Cable News Has A Representation Problem When Talking About Abortion

Photo: Lloyd Bishop/NBCU Photo Bank/Getty Images.
Just like Congress, cable news gives men a platform to voice their unwanted opinions on what women should do with their bodies. In fact, men talk about abortion on cable news in much higher numbers than women, according to a new study conducted by Media Matters.
Looking at Fox News, CNN, and MSNBC over the past year, the study found that 60% of hosts, guests, and correspondents discussing reproductive rights on cable news were male. It also found that 64% of all comments made about abortion were inaccurate, which is probably no coincidence.
Advertisement
Fox News had the highest gap between the number of men and women opining about uteri, with only 32% of people participating in reproductive rights conversations on its primetime shows actually having a uterus. (Cable news also isn't known for having transgender guests, so it's safe to assume the majority — if not all — of the people counted in the study were cisgender). In comparison, 42% of people discussing women's health care on CNN and 43% on MSNBC in the last year were women.
So, even the most liberal networks don't give women the floor to discuss laws and health care issues that predominantly affect them. Unsurprisingly, only shows hosted by women — such as The Kelly File and The Rachel Maddow Show — boasted more female than male representation.

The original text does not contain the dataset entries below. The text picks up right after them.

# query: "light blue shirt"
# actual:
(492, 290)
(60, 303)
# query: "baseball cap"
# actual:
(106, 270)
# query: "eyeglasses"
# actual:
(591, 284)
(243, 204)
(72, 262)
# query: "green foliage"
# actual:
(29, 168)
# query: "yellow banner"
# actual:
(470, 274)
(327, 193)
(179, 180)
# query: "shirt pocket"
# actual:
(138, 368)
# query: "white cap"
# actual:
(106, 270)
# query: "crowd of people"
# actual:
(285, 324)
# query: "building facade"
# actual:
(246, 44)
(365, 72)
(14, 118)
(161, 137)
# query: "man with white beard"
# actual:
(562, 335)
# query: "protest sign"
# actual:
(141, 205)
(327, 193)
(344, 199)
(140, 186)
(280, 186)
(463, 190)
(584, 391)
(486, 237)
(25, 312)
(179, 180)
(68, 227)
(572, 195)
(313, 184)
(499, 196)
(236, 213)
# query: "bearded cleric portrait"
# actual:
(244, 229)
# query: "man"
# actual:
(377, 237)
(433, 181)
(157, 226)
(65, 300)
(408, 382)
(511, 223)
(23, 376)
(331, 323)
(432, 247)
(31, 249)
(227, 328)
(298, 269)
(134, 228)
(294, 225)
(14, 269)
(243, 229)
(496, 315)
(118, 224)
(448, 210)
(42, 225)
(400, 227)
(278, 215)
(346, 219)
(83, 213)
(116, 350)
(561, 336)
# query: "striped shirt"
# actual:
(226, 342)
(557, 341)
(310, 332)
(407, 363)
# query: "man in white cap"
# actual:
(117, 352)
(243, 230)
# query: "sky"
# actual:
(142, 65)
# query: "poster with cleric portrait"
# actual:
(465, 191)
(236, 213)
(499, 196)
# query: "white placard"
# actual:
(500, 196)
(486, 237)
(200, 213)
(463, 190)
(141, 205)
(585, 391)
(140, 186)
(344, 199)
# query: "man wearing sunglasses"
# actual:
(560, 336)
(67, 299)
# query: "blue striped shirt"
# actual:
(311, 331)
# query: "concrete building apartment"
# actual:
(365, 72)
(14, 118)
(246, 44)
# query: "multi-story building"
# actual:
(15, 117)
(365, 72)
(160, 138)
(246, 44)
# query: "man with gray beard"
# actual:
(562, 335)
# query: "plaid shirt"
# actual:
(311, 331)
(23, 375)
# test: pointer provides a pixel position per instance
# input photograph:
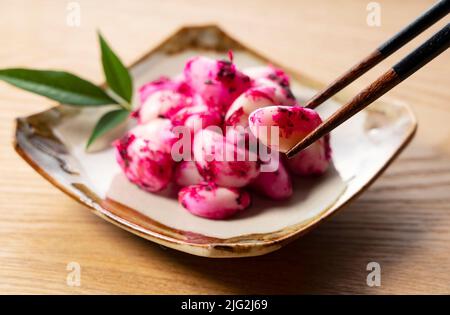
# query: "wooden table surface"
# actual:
(402, 222)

When it comes to accuracy on the subject, Fox News was also the worst offender, with 80% of comments made on its network about reproductive rights containing inaccurate information, according to the study. On MSNBC, 47% of statements were erroneous, and on CNN, 38%.

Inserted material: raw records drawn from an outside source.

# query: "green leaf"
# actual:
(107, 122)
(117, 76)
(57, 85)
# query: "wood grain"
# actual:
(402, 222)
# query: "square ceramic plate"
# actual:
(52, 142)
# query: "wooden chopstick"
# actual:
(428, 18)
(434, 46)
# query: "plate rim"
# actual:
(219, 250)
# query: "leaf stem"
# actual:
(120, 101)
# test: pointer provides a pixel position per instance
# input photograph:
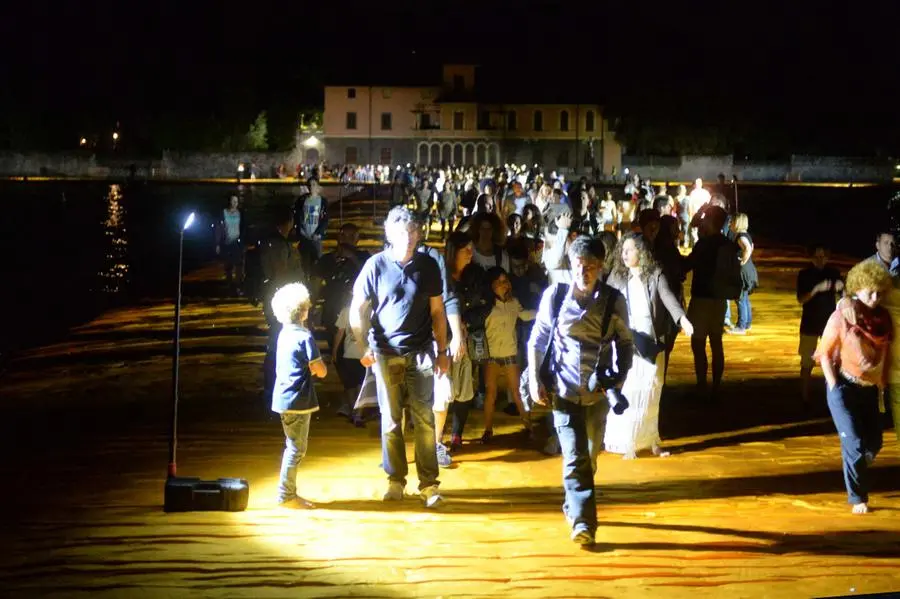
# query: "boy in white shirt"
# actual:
(500, 327)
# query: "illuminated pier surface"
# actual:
(750, 504)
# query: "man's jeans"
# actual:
(580, 430)
(854, 409)
(296, 435)
(407, 381)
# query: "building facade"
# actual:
(451, 124)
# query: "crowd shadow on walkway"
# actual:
(871, 543)
(884, 480)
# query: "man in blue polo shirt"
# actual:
(397, 300)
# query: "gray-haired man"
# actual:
(398, 301)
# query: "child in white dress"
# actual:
(502, 347)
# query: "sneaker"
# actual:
(431, 497)
(583, 536)
(296, 503)
(394, 492)
(444, 459)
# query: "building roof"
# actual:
(492, 85)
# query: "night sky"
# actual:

Cable news is almost as bad as the federal government, with its 80% male majority obsessed with dictating what health care people with uteri should have access to. In 2017 alone, 33 bills and amendments relating to abortion have already been introduced in Congress — that's 33 measures pushed by mostly wealthy white men that will affect all women, but especially low-income women of color.
Because men still predominantly hold positions of power in government and media, the national discussion about reproductive rights is dominated by people who can't get pregnant. It should go without saying, but women need to be included in debates about women's issues. Crazy idea, right?